The rows dimension here corresponds to a number of subdimensions that I need to restore to the data.这里的rows维度对应于我需要恢复到数据的多个子维度。 In particular, the 24,000 rows correspond to 100 samples each from 240 conditions (these 100 samples are in contiguous blocks).特别是，这 24,000 行分别对应来自 240 个条件的 100 个样本（这 100 个样本位于连续块中）。 These conditions are combinations of gate , input , growth medium , and od .这些条件是gate 、 input 、 growth medium和od 。

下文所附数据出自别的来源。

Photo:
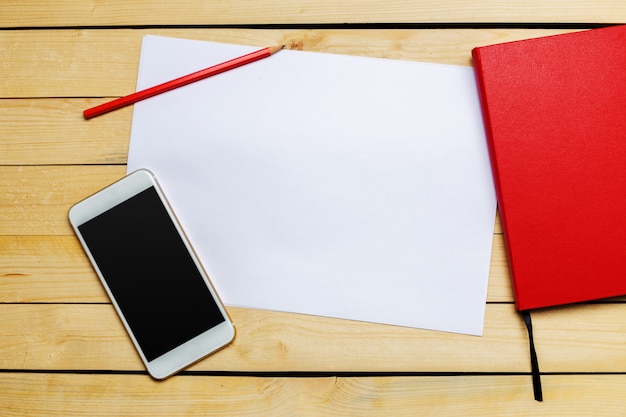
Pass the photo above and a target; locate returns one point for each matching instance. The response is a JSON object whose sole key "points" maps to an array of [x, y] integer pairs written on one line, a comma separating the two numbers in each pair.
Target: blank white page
{"points": [[325, 184]]}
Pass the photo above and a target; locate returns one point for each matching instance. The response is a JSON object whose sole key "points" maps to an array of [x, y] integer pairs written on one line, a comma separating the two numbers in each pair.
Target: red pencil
{"points": [[179, 82]]}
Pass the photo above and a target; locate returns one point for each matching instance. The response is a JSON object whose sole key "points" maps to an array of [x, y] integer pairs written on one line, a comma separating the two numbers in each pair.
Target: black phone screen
{"points": [[151, 274]]}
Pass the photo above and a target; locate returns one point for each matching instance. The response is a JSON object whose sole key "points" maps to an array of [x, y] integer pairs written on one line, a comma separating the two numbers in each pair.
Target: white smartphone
{"points": [[151, 274]]}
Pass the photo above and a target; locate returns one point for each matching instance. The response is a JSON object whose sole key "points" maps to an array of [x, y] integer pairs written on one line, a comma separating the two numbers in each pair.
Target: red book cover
{"points": [[555, 117]]}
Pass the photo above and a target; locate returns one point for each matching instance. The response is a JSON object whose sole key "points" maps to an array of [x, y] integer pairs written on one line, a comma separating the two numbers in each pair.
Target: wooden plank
{"points": [[53, 131], [45, 269], [90, 337], [103, 63], [35, 200], [581, 338], [16, 13], [137, 395]]}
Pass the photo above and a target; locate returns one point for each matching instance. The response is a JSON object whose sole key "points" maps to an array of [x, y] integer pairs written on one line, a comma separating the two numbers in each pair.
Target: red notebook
{"points": [[555, 117]]}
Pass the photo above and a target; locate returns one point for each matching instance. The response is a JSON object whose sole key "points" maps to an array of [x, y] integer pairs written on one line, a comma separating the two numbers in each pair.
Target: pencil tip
{"points": [[276, 48]]}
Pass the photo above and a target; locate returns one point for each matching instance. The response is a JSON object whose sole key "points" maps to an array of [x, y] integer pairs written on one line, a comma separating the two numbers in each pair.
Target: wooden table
{"points": [[64, 352]]}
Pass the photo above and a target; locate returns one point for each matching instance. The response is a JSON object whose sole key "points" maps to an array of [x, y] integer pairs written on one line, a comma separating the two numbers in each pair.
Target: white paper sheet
{"points": [[325, 184]]}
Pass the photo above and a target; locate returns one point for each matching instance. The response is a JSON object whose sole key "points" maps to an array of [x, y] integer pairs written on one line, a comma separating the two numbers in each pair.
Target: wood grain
{"points": [[17, 13], [582, 338], [52, 268], [137, 395], [104, 62], [65, 352]]}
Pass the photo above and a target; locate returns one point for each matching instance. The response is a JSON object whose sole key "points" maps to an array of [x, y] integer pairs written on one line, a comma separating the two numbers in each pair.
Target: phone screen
{"points": [[151, 274]]}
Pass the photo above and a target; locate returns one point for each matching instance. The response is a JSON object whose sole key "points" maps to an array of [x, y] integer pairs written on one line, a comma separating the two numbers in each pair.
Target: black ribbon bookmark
{"points": [[533, 358]]}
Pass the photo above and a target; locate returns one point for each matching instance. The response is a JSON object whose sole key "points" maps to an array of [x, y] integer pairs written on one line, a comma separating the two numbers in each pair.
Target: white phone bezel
{"points": [[196, 348]]}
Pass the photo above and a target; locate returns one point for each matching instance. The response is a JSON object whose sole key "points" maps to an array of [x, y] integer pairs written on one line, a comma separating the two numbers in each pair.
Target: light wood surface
{"points": [[64, 351]]}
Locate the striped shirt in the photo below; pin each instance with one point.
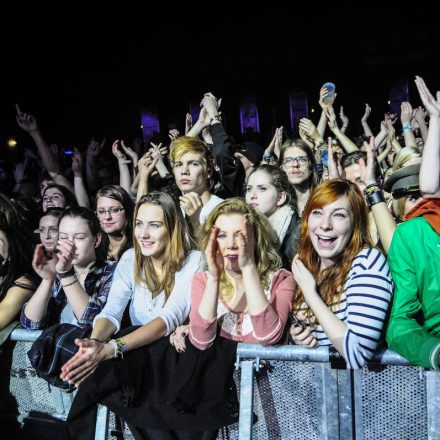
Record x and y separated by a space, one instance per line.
362 307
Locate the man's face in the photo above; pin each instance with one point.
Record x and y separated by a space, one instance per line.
191 174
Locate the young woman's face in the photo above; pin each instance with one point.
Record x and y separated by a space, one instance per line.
297 167
330 230
150 231
262 195
48 230
53 198
230 226
77 230
111 215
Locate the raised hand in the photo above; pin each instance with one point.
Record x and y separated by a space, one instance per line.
431 104
44 263
303 277
77 163
118 154
130 153
366 113
214 258
66 253
246 245
177 338
25 121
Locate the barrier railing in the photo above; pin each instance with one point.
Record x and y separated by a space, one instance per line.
295 393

I would like to end up with something like this:我想以这样的方式结束：

<xarray.Dataset>
Dimensions:  (chain: 1, draw: 2000, gate: 1, input: 4, growth_medium: 3, sample: 100, rows: 24000)
Coordinates:
  * chain    (chain) int64 0
  * draw     (draw) int64 0 1 2 3 4 5 6 7 ... 1993 1994 1995 1996 1997 1998 1999
  * rows     *MultiIndex*
  * gate     (gate) int64 'AND'
  * input    (input) int64 '00', '01', '10', '11'
  * growth_medium (growth_medium) 'standard', 'rich', 'slow'
  * sample   (sample) int64 0 1 2 3 4 5 6 7 ... 95 96 97 98 99
Data variables:
    obs      (chain, draw, gate, input, growth_medium, samples) float64 4.304 3.985 4.612 ... 6.343 5.538 6.475
Attributes:
    created_at:                 2019-12-27T17:16:13.847972
    inference_library:          pymc3
    inference_library_version:  3.8

I have a pandas dataframe that specifies the values of gate, input, and growth medium -- each row gives a set of values of gate, input, and growth medium, and an index that specifies where (in the rows ) the corresponding set of 100 samples appears.我有一个 Pandas 数据框，它指定了门、输入和生长培养基的值——每一行给出了一组门、输入和生长培养基的值，以及一个索引，指定了（ rows ）对应的一组出现 100 个样本。 The intent is that this data frame is a guide for labeling the Dataset.目的是该数据框是标记数据集的指南。

I looked at the xarray docs on "Reshaping and Reorganizing Data", but I don't see how to combine those operations to do what I need.我查看了关于“重塑和重组数据”的 xarray 文档，但我没有看到如何组合这些操作来完成我需要的操作。 I suspect somehow I need to combine these with GroupBy , but I don't get how.我怀疑我需要以某种方式将这些与GroupBy结合起来，但我不明白如何。 Thanks!谢谢！

Later: I have a solution to this problem, but it is so disgusting that I am hoping someone will explain how wrong I am, and what a more elegant approach is possible.后来：我有一个解决这个问题的方法，但它太恶心了，我希望有人解释我是多么错误，以及可能有什么更优雅的方法。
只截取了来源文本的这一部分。